The entire process is known as Ohm's Law, which has three components.

Ohm's Law

In its basic formula, you have three qualities that are necessary to describe a functioning electrical circuit:

  1. I, which represents the current in amperes
  2. V, being the voltage powering the circuit
  3. R, the resistance

By having two of the three figures, the third one is always obtainable by applying Ohm's Law, which states that I = V / R. Inversely you can also determine the values of V and R: V = I x R and R = V / I.

Resistors have been used in electrical applications since their beginnings, and, with the miniaturization of electronics, they have taken on a whole new importance when operating in conjunction with the large number of transistors found on integrated circuits. To know the resistance of a particular device, for larger applications a multi-meter is very practical. It gives you volts AC and volts DC, as well as impedance, also known as resistance in ohms.

Resistor color code

If you are able to physically access the resistor itself, there is a second method of calculating its resistance, a very handy color code that will tell you what the given properties of a resistor are.

The discoverer of the principles behind Ohms Law

He was none other than Herr Georg Simon Ohm, born in Bavaria in 1789 during an age of great physics discoveries. His father, a self-taught craftsman, took great pride in educating his children, bringing them up in a very secure intellectual environment and teaching them mathematics, philosophy, chemistry and physics. Georg, at the tender age of 17, became a mathematics teacher in Switzerland, where he continued his studies at the same time, receiving a doctorate in mathematics in 1811 at age 22. Upon reaching that milestone, he joined the university staff as a lecturer.

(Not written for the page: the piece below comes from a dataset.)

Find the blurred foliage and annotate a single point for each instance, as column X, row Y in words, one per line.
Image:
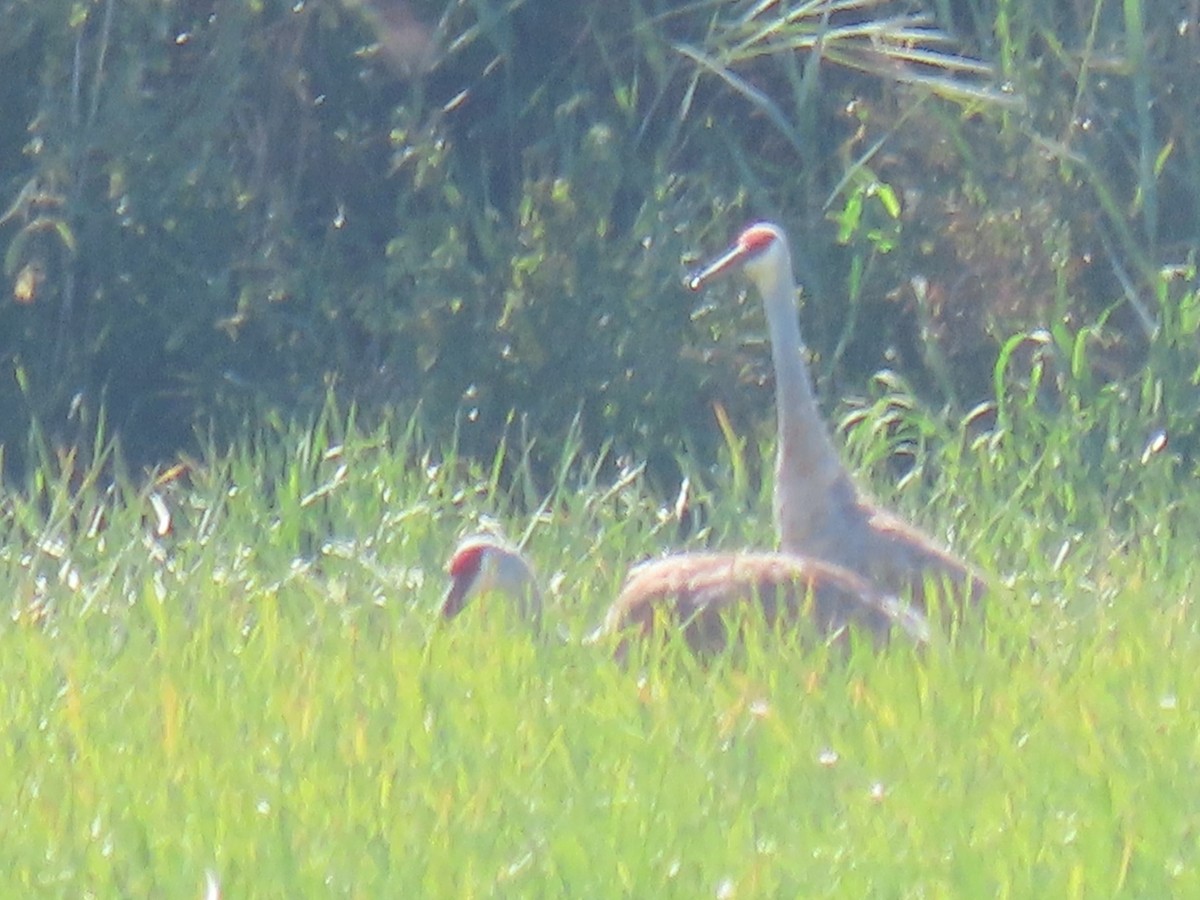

From there, he joined the Jesuit Gymnasium in Cologne, as it had a reputation as having one of the best-equipped laboratories in Europe. By the early 1820s, he had started his own experimental work in the new field of electromagnetism there.

By this time he had already concluded that the mathematical relationship between current, voltage and resistance was an unalterable physical law like gravity.

His first paper dealt with the resistance encountered by current traveling through a wire: the bigger the wire, the less the resistance. By 1826 and 1827 he had laid the groundwork for what would eventually be called Ohm's Law in his book Die Galvanische Kette, mathematisch bearbeitet (.pdf), wherein he mathematically explains the theory of electricity.